In Python, is there a concise way of comparing whether the contents of two text files are the same?

I don't care what the differences are. I just want to know whether the contents are different.


Asked by: Darcy441 | Posted: 24-09-2021






Answer 1

The low level way:

from __future__ import with_statement
with open(filename1) as f1:
   with open(filename2) as f2:
      if f1.read() == f2.read():
         ...

The high level way:

import filecmp
if filecmp.cmp(filename1, filename2, shallow=False):
   ...

Answered by: Lenny542 | Posted: 25-10-2021



Answer 2

If you're going for even basic efficiency, you probably want to check the file size first:

if os.path.getsize(filename1) == os.path.getsize(filename2):
  if open('filename1','r').read() == open('filename2','r').read():
    # Files are the same.

This saves you reading every line of two files that aren't even the same size, and thus can't be the same.

(Even further than that, you could call out to a fast MD5sum of each file and compare those, but that's not "in Python", so I'll stop here.)

Answered by: Kellan795 | Posted: 25-10-2021



Answer 3

This is a functional-style file comparison function.
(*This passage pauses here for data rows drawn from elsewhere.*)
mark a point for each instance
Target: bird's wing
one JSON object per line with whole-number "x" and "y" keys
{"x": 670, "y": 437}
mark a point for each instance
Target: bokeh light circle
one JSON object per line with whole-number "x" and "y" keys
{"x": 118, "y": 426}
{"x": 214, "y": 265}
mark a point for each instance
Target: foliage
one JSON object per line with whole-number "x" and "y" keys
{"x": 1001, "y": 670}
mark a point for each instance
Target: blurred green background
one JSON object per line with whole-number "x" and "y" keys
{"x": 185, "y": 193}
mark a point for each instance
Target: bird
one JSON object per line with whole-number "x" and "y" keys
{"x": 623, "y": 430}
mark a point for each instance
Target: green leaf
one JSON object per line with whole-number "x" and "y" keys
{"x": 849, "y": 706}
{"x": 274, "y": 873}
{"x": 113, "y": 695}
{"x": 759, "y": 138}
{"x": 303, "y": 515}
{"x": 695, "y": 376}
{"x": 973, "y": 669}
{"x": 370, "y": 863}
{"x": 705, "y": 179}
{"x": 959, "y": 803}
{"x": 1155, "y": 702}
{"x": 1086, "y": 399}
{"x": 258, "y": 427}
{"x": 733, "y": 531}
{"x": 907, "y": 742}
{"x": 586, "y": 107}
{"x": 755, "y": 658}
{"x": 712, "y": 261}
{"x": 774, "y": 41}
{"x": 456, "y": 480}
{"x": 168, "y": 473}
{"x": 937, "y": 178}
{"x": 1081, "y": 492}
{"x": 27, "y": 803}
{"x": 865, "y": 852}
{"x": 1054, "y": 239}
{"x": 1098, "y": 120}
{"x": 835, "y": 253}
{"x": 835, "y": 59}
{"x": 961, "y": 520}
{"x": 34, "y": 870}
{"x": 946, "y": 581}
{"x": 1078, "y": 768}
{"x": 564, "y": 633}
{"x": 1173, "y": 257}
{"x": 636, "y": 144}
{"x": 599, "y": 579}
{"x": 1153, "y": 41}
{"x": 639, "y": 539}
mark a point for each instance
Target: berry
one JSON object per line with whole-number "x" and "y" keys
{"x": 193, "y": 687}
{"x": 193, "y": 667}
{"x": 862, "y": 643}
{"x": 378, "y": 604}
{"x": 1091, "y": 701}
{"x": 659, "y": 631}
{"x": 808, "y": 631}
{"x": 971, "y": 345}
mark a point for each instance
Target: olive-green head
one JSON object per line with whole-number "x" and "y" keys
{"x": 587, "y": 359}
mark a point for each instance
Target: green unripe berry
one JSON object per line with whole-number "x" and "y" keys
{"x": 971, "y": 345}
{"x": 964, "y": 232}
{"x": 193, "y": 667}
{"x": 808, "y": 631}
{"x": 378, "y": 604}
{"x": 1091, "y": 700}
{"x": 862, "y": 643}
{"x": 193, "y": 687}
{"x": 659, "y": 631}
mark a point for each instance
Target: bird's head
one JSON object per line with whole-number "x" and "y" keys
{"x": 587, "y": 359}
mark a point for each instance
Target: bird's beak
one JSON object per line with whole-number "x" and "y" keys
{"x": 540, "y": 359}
It returns instantly False if the files have different sizes; otherwise, it reads in 4KiB block sizes and returns False instantly upon the first difference:

from __future__ import with_statement
import os
import itertools, functools, operator
try:
    izip= itertools.izip  # Python 2
except AttributeError:
    izip= zip  # Python 3

def filecmp(filename1, filename2):
    "Do the two files have exactly the same contents?"
    with open(filename1, "rb") as fp1, open(filename2, "rb") as fp2:
        if os.fstat(fp1.fileno()).st_size != os.fstat(fp2.fileno()).st_size:
            return False # different sizes ∴ not equal

        # set up one 4k-reader for each file
        fp1_reader= functools.partial(fp1.read, 4096)
        fp2_reader= functools.partial(fp2.read, 4096)

        # pair each 4k-chunk from the two readers while they do not return '' (EOF)
        cmp_pairs= izip(iter(fp1_reader, b''), iter(fp2_reader, b''))

        # return True for all pairs that are not equal
        inequalities= itertools.starmap(operator.ne, cmp_pairs)

        # voilà; any() stops at first True value
        return not any(inequalities)

if __name__ == "__main__":
    import sys
    print filecmp(sys.argv[1], sys.argv[2])

Just a different take :)

Answered by: Melissa999 | Posted: 25-10-2021



Answer 4

Since I can't comment on the answers of others I'll write my own.

If you use md5 you definitely must not just md5.update(f.read()) since you'll use too much memory.

def get_file_md5(f, chunk_size=8192):
    h = hashlib.md5()
    while True:
        chunk = f.read(chunk_size)
        if not chunk:
            break
        h.update(chunk)
    return h.hexdigest()

Answered by: Dainton882 | Posted: 25-10-2021



Answer 5

I would use a hash of the file's contents using MD5.

import hashlib

def checksum(f):
    md5 = hashlib.md5()
    md5.update(open(f).read())
    return md5.hexdigest()

def is_contents_same(f1, f2):
    return checksum(f1) == checksum(f2)

if not is_contents_same('foo.txt', 'bar.txt'):
    print 'The contents are not the same!'

Answered by: Kristian708 | Posted: 25-10-2021



Answer 6


f = open(filename1, "r").read()
f2 = open(filename2,"r").read()
print f == f2


Answered by: Oliver820 | Posted: 25-10-2021



Answer 7

For larger files you could compute a MD5 or SHA hash of the files.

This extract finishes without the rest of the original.